Through person-centred approaches and planning, all services and support will be tailored to each child’s needs and will be comprehensive in nature dealing with all major aspects of the child’s life, including social, educational, vocational, financial, recreational and leisure activities.
We believe that every child, regardless of severity of need or impairment, has the ability to grow, learn and develop, and this can be enhanced by ensuring people have access to their community and to mainstream resources.
Duties of Social Services
Your local authority has a number of duties towards you and your child. Every local authority must protect and promote the welfare of children in need living in the area. They do this in a number of ways, for example by:
- assessing the needs of children in need (including those with a disability)
- assessing the needs of carers
- providing services to meet identified needs
- providing information and signposting to other organisations
- maintaining a register of children with disabilities living in the area
The SSD that carry out these duties is usually called ‘Children’s Services’ or ‘Children and Families Services’. Children with disabilities have rights to an assessment under Section 17 of the Children Act 1989. The local authority then has a duty to provide any services necessary to meet their needs. In theory this means that the local authority could fund virtually anything if it is necessary for the child’s development. In practice disabled children and their families tend to be offered residential and home based respite care but very little else.
Your child may be entitled to an assessment of their needs even if they do not yet have a formal diagnosis of ASD. This is because Section 17 of the Children Act 1989 applies to all ‘children in need’. A child is in need if:
(a) He or she is unlikely to achieve or maintain, or to have the opportunity of achieving or maintaining, a reasonable standard of health or development without the provision for him or her of services by a local authority.
(b) His or her health or development is likely to be significantly impaired, or further impaired, without the provision of services.
(c) He or she is disabled. It is also useful to be aware that “family” includes any person who has parental responsibility for the child and any other person with whom he has been living. In some cases this will not be just the child’s biological parents but also step parents, grandparents or step brothers and sisters.

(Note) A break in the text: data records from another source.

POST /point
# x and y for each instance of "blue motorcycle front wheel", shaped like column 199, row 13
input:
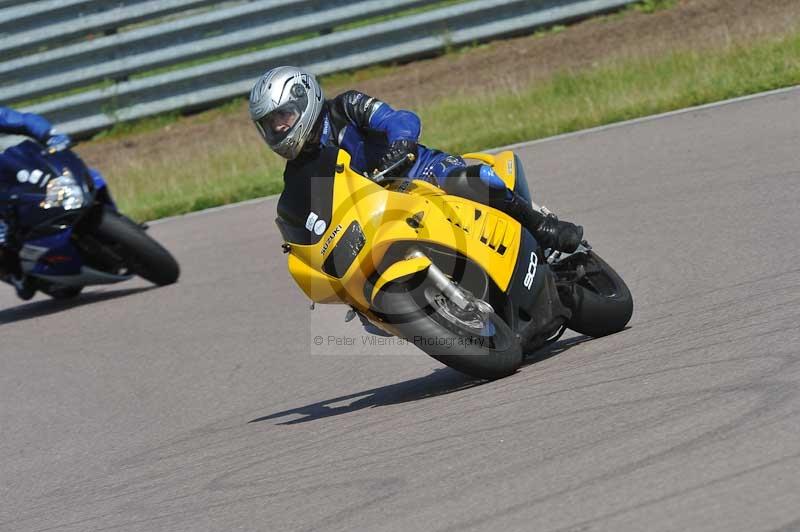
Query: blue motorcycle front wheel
column 142, row 254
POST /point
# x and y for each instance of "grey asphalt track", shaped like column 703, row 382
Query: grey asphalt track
column 207, row 406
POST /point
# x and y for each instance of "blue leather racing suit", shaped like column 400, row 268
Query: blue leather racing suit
column 365, row 126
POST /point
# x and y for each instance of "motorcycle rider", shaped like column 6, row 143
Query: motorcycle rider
column 32, row 125
column 296, row 121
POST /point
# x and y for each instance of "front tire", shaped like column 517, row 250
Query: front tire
column 491, row 356
column 143, row 255
column 601, row 302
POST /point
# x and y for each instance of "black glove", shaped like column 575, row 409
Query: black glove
column 398, row 150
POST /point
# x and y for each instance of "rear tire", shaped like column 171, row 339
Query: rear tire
column 602, row 303
column 485, row 357
column 143, row 255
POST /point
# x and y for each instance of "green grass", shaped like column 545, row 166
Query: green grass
column 238, row 166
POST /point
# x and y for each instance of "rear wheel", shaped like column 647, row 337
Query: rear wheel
column 141, row 254
column 601, row 302
column 476, row 342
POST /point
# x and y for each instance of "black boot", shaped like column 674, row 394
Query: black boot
column 548, row 230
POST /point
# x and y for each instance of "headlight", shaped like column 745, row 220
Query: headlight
column 63, row 192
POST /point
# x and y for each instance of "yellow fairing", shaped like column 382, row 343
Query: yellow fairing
column 503, row 164
column 406, row 211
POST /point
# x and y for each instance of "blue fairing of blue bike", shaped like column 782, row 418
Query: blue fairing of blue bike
column 61, row 257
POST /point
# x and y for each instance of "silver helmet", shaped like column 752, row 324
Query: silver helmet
column 284, row 104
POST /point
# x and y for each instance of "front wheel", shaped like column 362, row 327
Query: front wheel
column 601, row 302
column 142, row 255
column 479, row 344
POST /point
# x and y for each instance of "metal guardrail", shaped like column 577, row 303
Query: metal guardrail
column 225, row 29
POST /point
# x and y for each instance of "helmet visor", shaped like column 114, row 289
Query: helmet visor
column 277, row 124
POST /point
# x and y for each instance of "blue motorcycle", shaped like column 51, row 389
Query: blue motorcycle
column 60, row 230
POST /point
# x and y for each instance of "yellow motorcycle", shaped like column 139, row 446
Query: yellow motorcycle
column 464, row 282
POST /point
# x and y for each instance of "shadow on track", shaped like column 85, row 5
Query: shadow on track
column 442, row 381
column 38, row 309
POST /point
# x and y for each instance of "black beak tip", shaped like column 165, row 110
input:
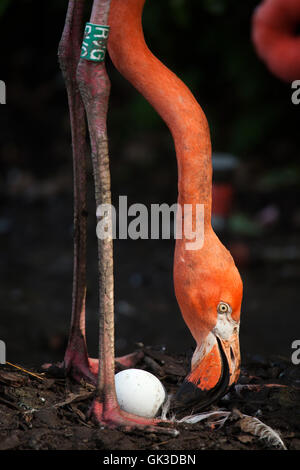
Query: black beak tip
column 189, row 395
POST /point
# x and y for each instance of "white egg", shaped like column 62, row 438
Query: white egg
column 139, row 392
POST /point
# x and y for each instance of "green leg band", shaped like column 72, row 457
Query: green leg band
column 94, row 42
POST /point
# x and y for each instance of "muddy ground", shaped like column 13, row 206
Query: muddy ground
column 46, row 413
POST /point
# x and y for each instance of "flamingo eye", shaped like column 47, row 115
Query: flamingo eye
column 223, row 307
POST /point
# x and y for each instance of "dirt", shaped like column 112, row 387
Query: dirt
column 46, row 413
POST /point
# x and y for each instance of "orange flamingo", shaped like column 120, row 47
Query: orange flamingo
column 275, row 36
column 207, row 283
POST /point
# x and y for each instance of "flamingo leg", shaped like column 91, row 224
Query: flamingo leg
column 76, row 361
column 94, row 86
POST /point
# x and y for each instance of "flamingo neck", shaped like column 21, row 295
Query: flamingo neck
column 170, row 97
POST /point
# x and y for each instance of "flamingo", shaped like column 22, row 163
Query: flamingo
column 274, row 33
column 207, row 284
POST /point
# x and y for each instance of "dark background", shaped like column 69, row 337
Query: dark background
column 250, row 113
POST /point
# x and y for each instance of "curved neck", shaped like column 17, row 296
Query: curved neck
column 169, row 96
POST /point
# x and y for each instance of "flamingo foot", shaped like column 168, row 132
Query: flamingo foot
column 110, row 415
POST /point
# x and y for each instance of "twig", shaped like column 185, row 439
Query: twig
column 26, row 371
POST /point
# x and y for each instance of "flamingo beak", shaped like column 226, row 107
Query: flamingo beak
column 214, row 370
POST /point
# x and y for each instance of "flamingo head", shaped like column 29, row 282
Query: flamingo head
column 209, row 292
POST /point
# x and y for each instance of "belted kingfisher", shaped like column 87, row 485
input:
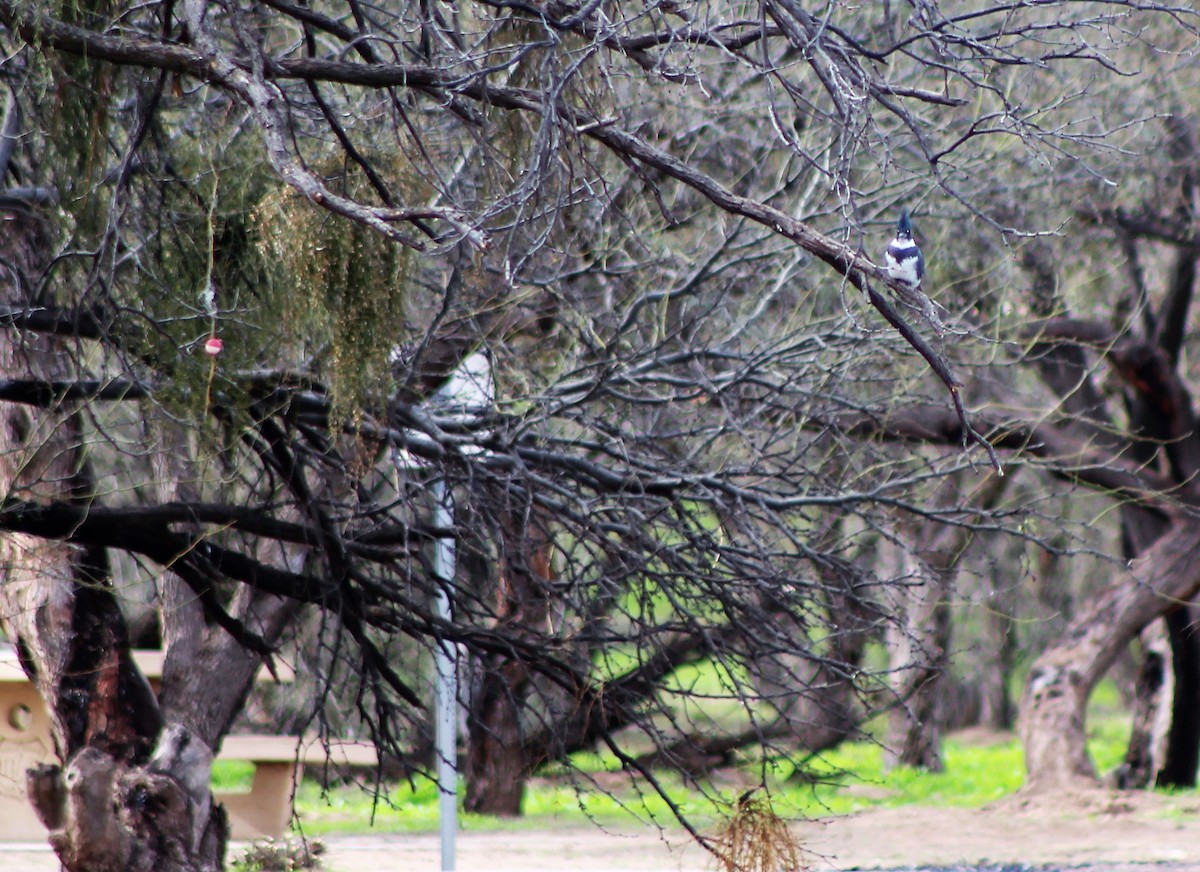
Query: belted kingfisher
column 904, row 260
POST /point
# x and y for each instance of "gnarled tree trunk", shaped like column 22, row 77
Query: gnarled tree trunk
column 1051, row 721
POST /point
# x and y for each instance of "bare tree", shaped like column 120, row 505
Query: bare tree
column 273, row 229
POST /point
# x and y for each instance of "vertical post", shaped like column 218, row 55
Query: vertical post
column 447, row 681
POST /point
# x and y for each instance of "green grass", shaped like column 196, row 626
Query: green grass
column 846, row 780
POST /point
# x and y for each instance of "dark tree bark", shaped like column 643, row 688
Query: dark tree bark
column 497, row 765
column 1051, row 721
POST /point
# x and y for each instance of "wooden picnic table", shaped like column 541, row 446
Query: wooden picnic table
column 264, row 811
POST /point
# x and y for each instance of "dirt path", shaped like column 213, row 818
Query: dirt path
column 1102, row 829
column 1098, row 828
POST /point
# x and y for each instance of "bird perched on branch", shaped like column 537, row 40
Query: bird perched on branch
column 904, row 260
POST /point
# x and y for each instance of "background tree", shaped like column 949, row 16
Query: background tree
column 654, row 220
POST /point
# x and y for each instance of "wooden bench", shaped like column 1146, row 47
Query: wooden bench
column 279, row 762
column 265, row 811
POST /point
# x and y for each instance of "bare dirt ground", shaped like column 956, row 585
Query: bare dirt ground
column 1107, row 831
column 1103, row 830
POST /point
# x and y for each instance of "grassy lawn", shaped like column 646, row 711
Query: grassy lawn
column 979, row 768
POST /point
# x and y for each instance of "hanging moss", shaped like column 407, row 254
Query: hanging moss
column 343, row 290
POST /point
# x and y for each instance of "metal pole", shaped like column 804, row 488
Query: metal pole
column 447, row 681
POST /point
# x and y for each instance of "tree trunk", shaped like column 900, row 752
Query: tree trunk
column 1051, row 721
column 114, row 804
column 918, row 643
column 1151, row 703
column 497, row 763
column 1183, row 739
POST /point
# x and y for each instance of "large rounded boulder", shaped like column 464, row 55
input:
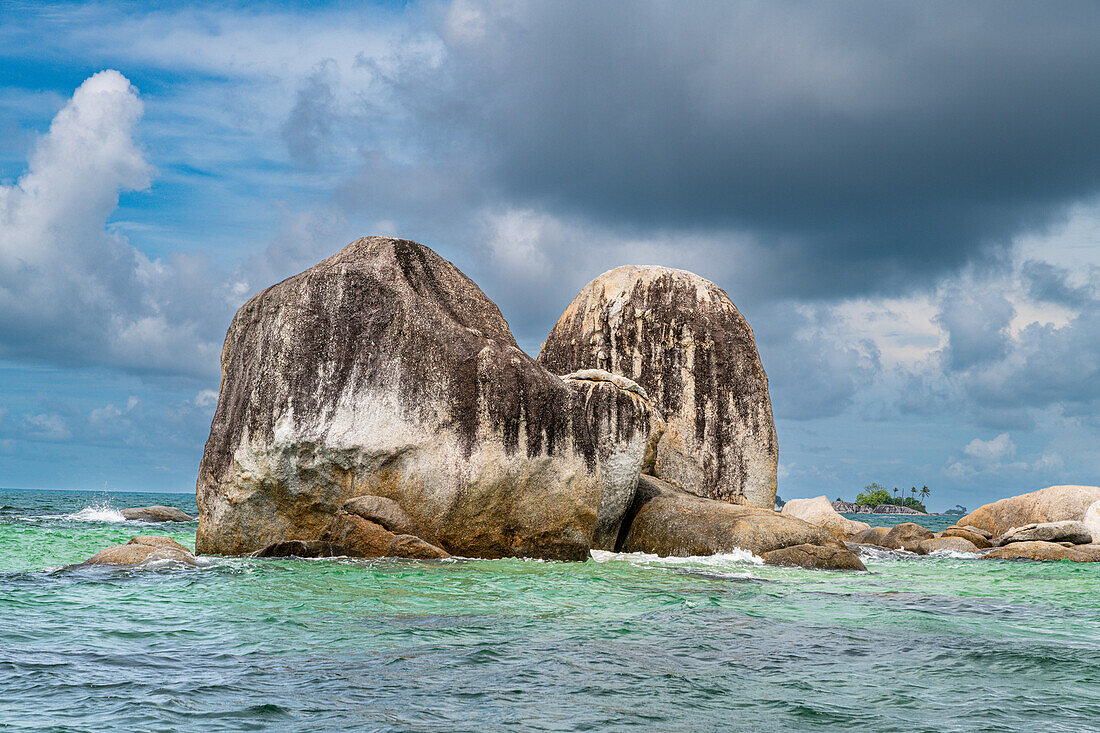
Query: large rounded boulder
column 681, row 338
column 1049, row 504
column 384, row 371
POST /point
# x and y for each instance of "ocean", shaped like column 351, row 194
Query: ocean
column 622, row 642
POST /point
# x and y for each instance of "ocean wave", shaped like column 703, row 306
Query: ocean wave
column 737, row 557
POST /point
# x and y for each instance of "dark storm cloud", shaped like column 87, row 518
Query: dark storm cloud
column 865, row 146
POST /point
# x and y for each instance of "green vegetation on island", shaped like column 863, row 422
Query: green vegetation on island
column 875, row 494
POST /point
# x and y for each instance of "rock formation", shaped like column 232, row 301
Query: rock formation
column 682, row 339
column 1091, row 520
column 906, row 536
column 667, row 521
column 1044, row 551
column 626, row 428
column 1051, row 504
column 385, row 371
column 820, row 512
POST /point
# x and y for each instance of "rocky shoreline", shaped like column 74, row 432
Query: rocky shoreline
column 1057, row 523
column 377, row 405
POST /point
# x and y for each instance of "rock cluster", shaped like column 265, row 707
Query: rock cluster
column 156, row 513
column 1064, row 539
column 376, row 405
column 820, row 512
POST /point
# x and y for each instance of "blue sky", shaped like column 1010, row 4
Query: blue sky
column 903, row 199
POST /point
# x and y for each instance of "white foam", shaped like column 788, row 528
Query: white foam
column 100, row 512
column 736, row 557
column 956, row 555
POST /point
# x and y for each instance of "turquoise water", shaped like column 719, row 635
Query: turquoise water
column 625, row 643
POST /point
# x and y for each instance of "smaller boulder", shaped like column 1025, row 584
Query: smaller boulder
column 955, row 544
column 1047, row 532
column 409, row 546
column 814, row 556
column 308, row 548
column 872, row 536
column 1043, row 551
column 156, row 513
column 974, row 529
column 359, row 537
column 978, row 540
column 1092, row 521
column 906, row 536
column 820, row 512
column 140, row 550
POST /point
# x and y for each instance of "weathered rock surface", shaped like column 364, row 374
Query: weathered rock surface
column 408, row 546
column 1044, row 551
column 140, row 550
column 156, row 513
column 1076, row 533
column 815, row 556
column 848, row 507
column 1049, row 504
column 355, row 536
column 971, row 528
column 906, row 536
column 949, row 543
column 667, row 521
column 820, row 513
column 978, row 540
column 385, row 512
column 682, row 339
column 385, row 371
column 1092, row 520
column 872, row 536
column 893, row 509
column 300, row 548
column 626, row 428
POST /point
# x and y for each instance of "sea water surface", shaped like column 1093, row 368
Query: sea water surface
column 622, row 642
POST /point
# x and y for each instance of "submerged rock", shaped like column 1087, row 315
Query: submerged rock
column 906, row 536
column 385, row 371
column 156, row 513
column 815, row 556
column 1092, row 520
column 872, row 536
column 978, row 540
column 1075, row 533
column 949, row 543
column 668, row 521
column 682, row 339
column 820, row 513
column 893, row 509
column 1049, row 504
column 1044, row 551
column 140, row 550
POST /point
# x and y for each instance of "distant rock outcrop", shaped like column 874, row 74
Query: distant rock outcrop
column 156, row 513
column 1049, row 504
column 820, row 512
column 682, row 339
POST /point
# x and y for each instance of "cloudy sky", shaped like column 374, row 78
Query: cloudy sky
column 902, row 198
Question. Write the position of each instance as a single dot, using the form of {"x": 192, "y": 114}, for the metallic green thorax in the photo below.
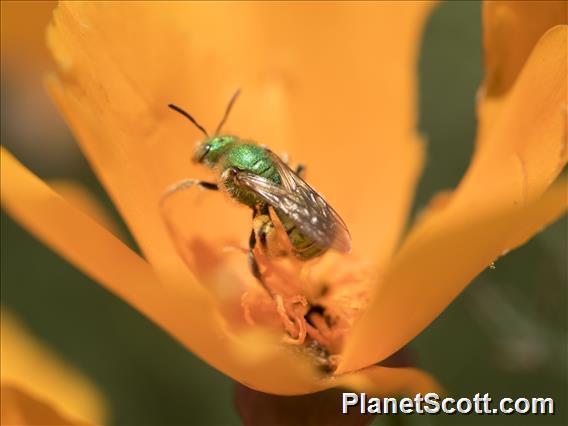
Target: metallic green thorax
{"x": 225, "y": 152}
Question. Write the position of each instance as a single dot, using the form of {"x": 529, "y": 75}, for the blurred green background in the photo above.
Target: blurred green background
{"x": 505, "y": 335}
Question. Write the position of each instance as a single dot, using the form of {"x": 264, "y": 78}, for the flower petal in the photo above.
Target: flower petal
{"x": 498, "y": 205}
{"x": 354, "y": 109}
{"x": 19, "y": 407}
{"x": 321, "y": 408}
{"x": 79, "y": 196}
{"x": 37, "y": 386}
{"x": 138, "y": 147}
{"x": 511, "y": 29}
{"x": 386, "y": 381}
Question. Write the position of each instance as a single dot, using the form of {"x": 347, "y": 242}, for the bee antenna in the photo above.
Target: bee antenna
{"x": 228, "y": 110}
{"x": 189, "y": 117}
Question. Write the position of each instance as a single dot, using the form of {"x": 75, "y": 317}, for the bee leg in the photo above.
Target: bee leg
{"x": 185, "y": 184}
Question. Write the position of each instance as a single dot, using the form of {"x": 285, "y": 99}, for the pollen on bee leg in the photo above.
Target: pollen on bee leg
{"x": 245, "y": 304}
{"x": 293, "y": 321}
{"x": 231, "y": 248}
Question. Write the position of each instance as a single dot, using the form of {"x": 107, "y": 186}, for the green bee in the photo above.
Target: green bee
{"x": 256, "y": 177}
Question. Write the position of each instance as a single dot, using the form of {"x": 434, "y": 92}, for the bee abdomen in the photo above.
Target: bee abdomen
{"x": 304, "y": 248}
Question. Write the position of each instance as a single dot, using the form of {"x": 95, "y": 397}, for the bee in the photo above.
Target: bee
{"x": 256, "y": 177}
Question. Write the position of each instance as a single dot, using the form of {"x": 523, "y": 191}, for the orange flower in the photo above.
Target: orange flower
{"x": 334, "y": 86}
{"x": 37, "y": 388}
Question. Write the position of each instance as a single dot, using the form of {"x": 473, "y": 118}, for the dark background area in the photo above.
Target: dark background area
{"x": 506, "y": 335}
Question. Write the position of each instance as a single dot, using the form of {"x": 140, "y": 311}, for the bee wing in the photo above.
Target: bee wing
{"x": 304, "y": 206}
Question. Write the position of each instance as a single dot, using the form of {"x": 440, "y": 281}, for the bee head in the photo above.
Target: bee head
{"x": 209, "y": 151}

The Carers (Recognition and Services) Act 1995 and the Carers and Disabled Children Act 2000 require local authorities to assess the needs of carers and where necessary to provide services to meet those needs. If you as a parent request an assessment for your child you should also request a carer’s assessment. To find out more about your rights as a carer, you can read our support for carers information.
What needs do we have?
All children with an ASD are individual and have different needs. Parents needs also vary depending on a range of factors, such as how much money they have, whereabouts they live, how supportive their friends and family are and how many children they have.
It may help to define the kinds of needs you have by keeping a note of which periods during the day causes you the greatest stress. Ideally, as many members of the family as possible should do this. You can use a simple chart such as a tick sheet to record this. By the end of a week it should be very easy to see which times of day cause the greatest stress, or place the greatest demands on you as parents.